Final answer:
To find the mass of NO₂ formed, we need to determine the limiting reactant. Comparing the moles of reactants to the stoichiometric ratio and using the molar masses, the moles of NO and O₂ are found to be 1.53 mol and 0.84 mol, respectively. Since the ratio of NO to O₂ is 1:1, O₂ is the limiting reactant. Using the stoichiometric ratio from the balanced equation, the mass of NO₂ formed is found to be 38.64 grams.
Step-by-step explanation:
In order to find the mass of NO2 formed, we need to determine the limiting reactant first. To do this, we compare the moles of reactants to the stoichiometric ratio from the balanced equation. The molar mass of NO is 30 g/mol and the molar mass of O2 is 32 g/mol.

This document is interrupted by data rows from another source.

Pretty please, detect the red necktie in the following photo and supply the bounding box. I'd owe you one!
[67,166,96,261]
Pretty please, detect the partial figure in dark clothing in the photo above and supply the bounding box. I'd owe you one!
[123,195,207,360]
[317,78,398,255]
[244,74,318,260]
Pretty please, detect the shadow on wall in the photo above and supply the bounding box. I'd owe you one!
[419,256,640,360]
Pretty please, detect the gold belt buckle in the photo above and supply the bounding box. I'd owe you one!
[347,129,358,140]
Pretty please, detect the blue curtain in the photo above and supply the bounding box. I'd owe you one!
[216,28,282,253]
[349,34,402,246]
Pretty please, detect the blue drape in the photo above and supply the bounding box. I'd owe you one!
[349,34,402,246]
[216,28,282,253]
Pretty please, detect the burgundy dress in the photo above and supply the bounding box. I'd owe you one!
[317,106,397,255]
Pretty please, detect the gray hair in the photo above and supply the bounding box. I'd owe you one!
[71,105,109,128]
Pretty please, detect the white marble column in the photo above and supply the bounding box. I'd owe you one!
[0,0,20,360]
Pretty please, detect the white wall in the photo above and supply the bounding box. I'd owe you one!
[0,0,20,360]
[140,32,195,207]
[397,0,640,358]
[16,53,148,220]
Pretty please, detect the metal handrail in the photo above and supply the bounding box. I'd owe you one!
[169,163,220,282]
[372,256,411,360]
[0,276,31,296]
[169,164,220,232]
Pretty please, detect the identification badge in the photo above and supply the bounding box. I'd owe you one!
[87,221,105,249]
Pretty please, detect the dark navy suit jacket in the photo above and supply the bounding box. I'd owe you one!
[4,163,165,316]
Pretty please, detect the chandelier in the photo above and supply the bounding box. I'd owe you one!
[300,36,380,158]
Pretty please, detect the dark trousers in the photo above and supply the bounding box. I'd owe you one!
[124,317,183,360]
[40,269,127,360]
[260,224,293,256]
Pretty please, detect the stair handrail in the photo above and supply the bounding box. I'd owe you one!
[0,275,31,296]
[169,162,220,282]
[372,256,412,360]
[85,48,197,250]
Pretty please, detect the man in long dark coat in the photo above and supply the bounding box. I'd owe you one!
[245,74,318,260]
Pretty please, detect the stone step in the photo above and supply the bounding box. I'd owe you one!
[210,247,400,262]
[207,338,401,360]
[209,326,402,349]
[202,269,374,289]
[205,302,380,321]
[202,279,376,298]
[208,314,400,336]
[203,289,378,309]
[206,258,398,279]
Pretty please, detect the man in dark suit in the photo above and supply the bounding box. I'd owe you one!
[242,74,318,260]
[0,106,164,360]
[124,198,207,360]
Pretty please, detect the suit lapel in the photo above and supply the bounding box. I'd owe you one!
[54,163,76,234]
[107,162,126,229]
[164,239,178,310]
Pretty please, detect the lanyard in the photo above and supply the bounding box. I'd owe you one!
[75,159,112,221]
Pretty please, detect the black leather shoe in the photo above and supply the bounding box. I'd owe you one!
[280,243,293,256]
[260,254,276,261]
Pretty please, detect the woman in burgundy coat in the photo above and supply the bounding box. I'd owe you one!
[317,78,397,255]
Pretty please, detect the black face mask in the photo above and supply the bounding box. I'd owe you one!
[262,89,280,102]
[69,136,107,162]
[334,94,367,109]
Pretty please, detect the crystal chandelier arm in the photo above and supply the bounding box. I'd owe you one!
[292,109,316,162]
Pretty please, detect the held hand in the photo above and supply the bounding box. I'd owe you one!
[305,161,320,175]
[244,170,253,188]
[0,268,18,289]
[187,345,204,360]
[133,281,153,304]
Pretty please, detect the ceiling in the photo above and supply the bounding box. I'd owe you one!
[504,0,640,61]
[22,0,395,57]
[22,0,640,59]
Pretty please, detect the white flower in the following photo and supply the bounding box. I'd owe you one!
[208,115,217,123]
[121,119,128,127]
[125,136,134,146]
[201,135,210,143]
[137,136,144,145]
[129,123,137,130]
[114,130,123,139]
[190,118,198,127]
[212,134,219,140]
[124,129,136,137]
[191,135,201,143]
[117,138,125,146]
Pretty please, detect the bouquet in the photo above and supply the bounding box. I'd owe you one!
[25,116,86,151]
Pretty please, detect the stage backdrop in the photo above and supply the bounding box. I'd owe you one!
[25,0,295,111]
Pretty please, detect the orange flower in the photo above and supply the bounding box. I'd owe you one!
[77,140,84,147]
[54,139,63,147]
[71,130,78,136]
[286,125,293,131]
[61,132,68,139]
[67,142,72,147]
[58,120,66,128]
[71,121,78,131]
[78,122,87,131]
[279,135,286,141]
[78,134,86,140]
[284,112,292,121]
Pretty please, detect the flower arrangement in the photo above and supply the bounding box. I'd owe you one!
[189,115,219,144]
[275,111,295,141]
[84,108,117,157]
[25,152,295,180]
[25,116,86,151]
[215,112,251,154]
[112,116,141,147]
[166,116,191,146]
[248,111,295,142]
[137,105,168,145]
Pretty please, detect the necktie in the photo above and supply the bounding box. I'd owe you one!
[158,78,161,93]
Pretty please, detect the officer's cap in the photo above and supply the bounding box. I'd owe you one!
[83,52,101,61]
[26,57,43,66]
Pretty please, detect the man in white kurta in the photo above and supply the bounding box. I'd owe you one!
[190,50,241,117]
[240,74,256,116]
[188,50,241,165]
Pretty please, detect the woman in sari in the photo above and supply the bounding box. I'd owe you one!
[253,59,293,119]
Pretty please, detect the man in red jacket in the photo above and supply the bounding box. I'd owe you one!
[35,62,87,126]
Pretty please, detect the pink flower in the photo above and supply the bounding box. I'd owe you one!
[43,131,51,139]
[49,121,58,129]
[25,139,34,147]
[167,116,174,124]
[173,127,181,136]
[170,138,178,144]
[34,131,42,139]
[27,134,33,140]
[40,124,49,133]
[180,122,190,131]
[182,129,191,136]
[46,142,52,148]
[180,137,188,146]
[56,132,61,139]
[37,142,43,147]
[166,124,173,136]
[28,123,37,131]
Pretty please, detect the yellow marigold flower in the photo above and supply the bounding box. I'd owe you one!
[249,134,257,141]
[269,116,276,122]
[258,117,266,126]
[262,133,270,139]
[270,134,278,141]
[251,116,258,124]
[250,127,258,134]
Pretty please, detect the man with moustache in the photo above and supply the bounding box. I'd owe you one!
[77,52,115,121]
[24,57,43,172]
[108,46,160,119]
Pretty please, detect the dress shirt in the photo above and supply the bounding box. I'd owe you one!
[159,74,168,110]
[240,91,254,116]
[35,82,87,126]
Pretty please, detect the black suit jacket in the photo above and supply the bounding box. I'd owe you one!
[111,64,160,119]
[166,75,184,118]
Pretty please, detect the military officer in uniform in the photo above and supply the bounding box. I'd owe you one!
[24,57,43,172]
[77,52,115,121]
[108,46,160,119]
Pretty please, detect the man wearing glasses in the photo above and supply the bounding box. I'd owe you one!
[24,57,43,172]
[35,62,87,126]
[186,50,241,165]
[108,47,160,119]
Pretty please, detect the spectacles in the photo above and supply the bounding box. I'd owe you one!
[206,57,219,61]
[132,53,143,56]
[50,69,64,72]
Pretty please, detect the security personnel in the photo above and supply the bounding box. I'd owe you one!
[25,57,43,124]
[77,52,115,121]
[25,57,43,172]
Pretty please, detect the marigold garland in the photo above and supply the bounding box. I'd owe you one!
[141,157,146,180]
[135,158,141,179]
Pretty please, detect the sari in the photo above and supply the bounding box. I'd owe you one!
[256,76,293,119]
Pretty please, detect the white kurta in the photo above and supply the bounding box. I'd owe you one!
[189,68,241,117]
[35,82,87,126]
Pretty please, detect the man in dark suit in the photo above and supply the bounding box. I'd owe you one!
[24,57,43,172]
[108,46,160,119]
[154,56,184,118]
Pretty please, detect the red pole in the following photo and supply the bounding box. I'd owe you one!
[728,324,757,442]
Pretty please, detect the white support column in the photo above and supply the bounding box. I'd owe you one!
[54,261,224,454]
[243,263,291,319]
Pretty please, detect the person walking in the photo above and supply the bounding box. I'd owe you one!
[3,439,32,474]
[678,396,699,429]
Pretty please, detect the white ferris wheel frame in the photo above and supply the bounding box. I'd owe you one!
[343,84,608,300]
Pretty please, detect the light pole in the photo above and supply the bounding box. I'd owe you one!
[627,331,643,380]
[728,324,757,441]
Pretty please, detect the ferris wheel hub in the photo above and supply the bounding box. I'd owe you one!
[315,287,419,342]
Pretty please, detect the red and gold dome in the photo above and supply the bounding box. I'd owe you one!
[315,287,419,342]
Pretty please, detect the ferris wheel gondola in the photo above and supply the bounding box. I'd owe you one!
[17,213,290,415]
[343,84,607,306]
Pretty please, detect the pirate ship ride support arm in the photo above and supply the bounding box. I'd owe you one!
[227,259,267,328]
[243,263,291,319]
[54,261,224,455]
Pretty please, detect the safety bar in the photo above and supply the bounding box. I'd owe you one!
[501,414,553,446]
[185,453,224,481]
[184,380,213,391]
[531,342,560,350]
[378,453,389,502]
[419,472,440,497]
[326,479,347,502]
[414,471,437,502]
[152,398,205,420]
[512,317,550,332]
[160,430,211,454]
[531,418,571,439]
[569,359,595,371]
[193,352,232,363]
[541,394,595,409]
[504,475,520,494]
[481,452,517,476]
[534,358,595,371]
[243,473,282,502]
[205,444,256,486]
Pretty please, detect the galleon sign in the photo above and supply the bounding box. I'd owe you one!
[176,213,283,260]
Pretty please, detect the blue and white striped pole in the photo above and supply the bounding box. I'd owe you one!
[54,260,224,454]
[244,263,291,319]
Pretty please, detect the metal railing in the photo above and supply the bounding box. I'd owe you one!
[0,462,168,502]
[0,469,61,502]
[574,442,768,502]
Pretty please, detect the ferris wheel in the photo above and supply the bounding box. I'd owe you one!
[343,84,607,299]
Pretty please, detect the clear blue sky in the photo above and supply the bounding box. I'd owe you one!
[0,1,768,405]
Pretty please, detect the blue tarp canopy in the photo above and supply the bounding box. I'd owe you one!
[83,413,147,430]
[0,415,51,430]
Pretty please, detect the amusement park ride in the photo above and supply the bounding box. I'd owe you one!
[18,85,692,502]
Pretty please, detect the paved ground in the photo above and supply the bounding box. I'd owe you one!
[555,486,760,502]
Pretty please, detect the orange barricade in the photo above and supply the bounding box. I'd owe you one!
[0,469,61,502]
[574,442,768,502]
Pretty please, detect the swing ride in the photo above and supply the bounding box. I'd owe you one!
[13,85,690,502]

First, convert the given masses to moles using the molar mass:
45.8 g NO ÷ 30 g/mol = 1.53 mol NO
26.9 g O2 ÷ 32 g/mol = 0.84 mol O2
Next, compare the moles of NO and O2 to the stoichiometric ratio:
From the balanced equation, 1 mole of NO corresponds to 1 mole of O2. Therefore, the ratio of NO to O2 is 1:1.
Since the ratio of NO to O2 is 1:1, we can see that O2 is the limiting reactant because it has fewer moles than NO.
To determine the mass of NO2 formed, we use the stoichiometric ratio from the balanced equation:
1 mole of O2 reacts to form 2 moles of NO2 (from the balanced equation).
Therefore, the molar mass of NO2 is:
2 × (14 + 16 + 16) = 46 g/mol
Now, calculate the mass of NO2 formed
0.84 mol O2 × (46 g/mol) = 38.64 g NO2
So, the mass of NO2 that can be formed is 38.64 grams.